Tout coché, rien ressenti
Avec Attila, j'aurais pu cocher chaque qualité sur la liste. Ponctuel, cohérent, attentif. Il répondait à mes messages, s'intéressait à ma journée, écoutait vraiment quand je parlais. Il ne disparaissait pas, ne cachait pas son téléphone. Mais il lui manquait ce chaos délicieux dont j'ai besoin — ce doute permanent sur ses intentions, cette peur de le perdre, cette passion toxique qui ronge de l'intérieur et dont on ne peut pas se passer. Ce vertige de savoir que tout peut basculer à tout moment.
À 34 ans, je ne devrais plus désirer ça. Mais c'est là.
Si toi aussi tu te reconnais dans ce schéma, tu n'es pas seule — et comprendre pourquoi on est attirée par les mauvais garçons est souvent le premier pas vers quelque chose de plus sain.
La rupture
Pendant des semaines, j'ai cherché comment lui dire. Il était tellement bien, il ne méritait pas d'être blessé — mais je n'en pouvais plus. Il sentait que quelque chose n'allait pas, et chaque jour il me demandait ce qui se passait, comment il pouvait m'aider. Sa gentillesse m'irritait. Et cette irritation me faisait me détester encore plus. Quel genre de personne suis-je, pour ne pas savoir apprécier un homme comme lui ?
Je savais déjà comment ça finirait quand on a commencé. Mais je m'étais dit qu'après tant de garçons toxiques, je méritais enfin quelqu'un de bien. Je l'avais trouvé. J'en étais reconnaissante. Et pourtant, malgré tous mes efforts, je n'ai pas réussi à l'aimer vraiment.

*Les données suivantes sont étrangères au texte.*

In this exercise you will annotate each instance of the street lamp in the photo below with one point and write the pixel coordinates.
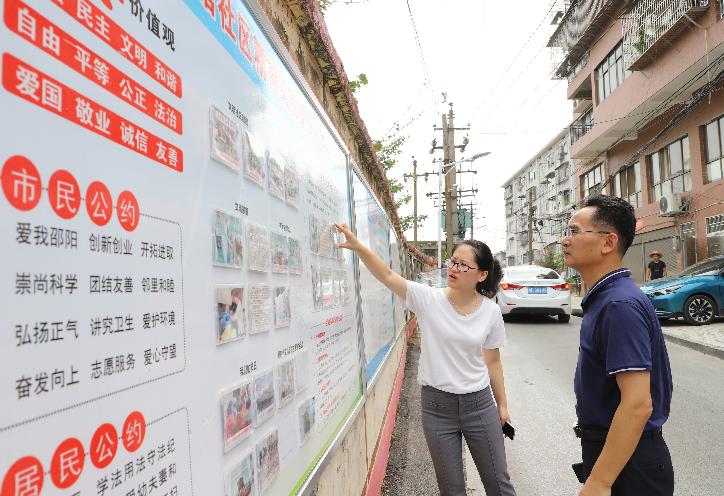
(451, 166)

Finalement, je me suis assise avec lui et, faute de mieux, je lui ai dit qu'il rendrait n'importe quelle femme heureuse, mais que entre nous, la chimie n'était pas là. Il m'a regardée, sourcils froncés. J'ai baissé les yeux — incapable de soutenir son regard, tellement j'avais honte de ce que je faisais. Il a rassemblé ses affaires en silence, m'a pris dans ses bras, m'a embrassé le front et m'a dit que si j'avais besoin de quoi que ce soit, je n'avais qu'à appeler. Même dans ce moment-là, il était mature, compréhensif, digne. Il aurait pu crier, s'énerver — mais non. Il a fallu qu'il soit noble jusqu'au bout, pour que je me sente encore plus nulle. Argh.